Classroom tragedy
WAKEFIELD, Trelawny — Tears flowed freely down the cheeks of grief-stricken teachers and students at Wakefield Primary and Infant School on Wednesday morning as they mourned the sudden passing of eight-year-old grade three student Alexia Drummond, who fell ill at the school after the lunch break on Tuesday.
Little Alexia died late Tuesday afternoon at Cornwall Regional Hospital, shortly after she was transferred from Falmouth Public General Hospital.
On Wednesday, when the Jamaica Observer visited the school, Alexia’s parents, Patricia and Omar Drummond, who were on the compound, were too shaken to speak to reporters. They were ushered into a classroom where they were comforted by members of the school community and visiting guidance counsellors.
A bereaved Sheryl Chisholm, Alexia’s class teacher, recounted that shortly after resumption of classes following the lunch break she was walking through the class while reviewing a lesson when she spotted Alexia slumped on the floor, unresponsive.
“While in the class I was going over a topic which I did before lunch. I realised that some of the students did not fully grasp the lesson [so] before I decided to move on I decided ‘Let me review what I did,’ so I went to the chalkboard — everyone was seated — and started reviewing.
“I don’t know if it’s God who sent me to walk to her side first, so when I reached up I saw her on the ground. I said, ‘Alexia, why are you lying on the ground?’ I did not hear her respond so I said, ‘Get up, Alexia,’ [and] she did not move so I bent over where I saw her on the ground. Vomit was on the ground.
“So I grabbed her quickly and shouted for the other teacher and he came, and we lifted her up and we went to the staff room. Other teachers came and we rushed [her] to the Wakefield Medical Centre with a vice-principal and a caregiver, then to Falmouth Public General Hospital, [and] from Falmouth to Cornwall Regional Hospital. The guidance counsellor went with them,” recounted Chisholm.
She told the Observer that it was the first in her 25 years in the classroom she had ever experienced such tragedy.
Chisholm said she could not sleep throughout Tuesday night and that the incident has left her young charges traumatised.
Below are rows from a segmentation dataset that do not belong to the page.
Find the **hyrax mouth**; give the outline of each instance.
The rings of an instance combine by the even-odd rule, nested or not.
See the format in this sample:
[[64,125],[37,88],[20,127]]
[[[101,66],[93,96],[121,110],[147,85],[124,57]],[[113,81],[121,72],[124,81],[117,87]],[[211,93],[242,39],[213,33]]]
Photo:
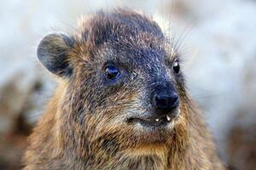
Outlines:
[[139,123],[143,127],[161,127],[170,124],[172,120],[172,116],[166,115],[150,118],[131,117],[128,119],[127,122],[130,124]]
“The students are crying, I cried. It is very tough. It”s the first I am seeing something like this. It’s hard, tough. They [students] are sad, they are crying. It’s very tough,” said Chisholm.
Speaking during devotion on Wednesday, a devastated Michael James, the school’s principal, sought to comfort the students and the rest of the school population.
“We have lost one of our princesses, one of our [prospective] doctors,” he said, his voice cracking, face etched in grief.
After devotion James broke down during an interview with reporters in his office.
He revealed that it was déjà vu for the school which is still reeling from the July death of Makeal Senior, who was a classmate of Alexia.
“Makeal, who would have been a third-grade student, died during the summer holidays,” the distraught principal explained.
But while heartbroken by the deaths of Alexia and Makeal, James is encouraged that a grade five student who fell ill last week has managed to overcome her illness.
“Last Thursday one child from grade five, she was coming down the staircase, walking casually, didn’t feel well, and she fainted. I took her straight to the Falmouth hospital at the time, after contacting the parents and taking relatives with me. During the journey she passed out twice. While the caregiver was trying to assist her, she passed out again. She is back at school now. I am giving God thanks for that,” said James.
Alexia was described as a quiet, diligent, and disciplined student.
“She was a very quiet, hard-working student. Never received a [report] of her being involved in any fight,” James said.
Her class teacher echoed that view.
“She’s very quiet, kind. She doesn’t give trouble [and] she didn’t talk a lot. She did not come to me and say, ‘Miss, I am not feeling well’; she lined up and she came inside like everybody else. There was no sign of illness on Alexia, none. It was so shocking,” Chisholm bemoaned.
Pastor Andre Sinclair of Reid’s Friendship District of Seventh-day Adventists, prayed for and sought to console the school population during devotion.
Seven guidance counsellors from neighbouring schools, the school”s parent-teacher association president and other stakeholders also visited the school to offer comfort.
Family and other stakeholders will now await the result of a post-mortem to determine the cause of Alexia’s death.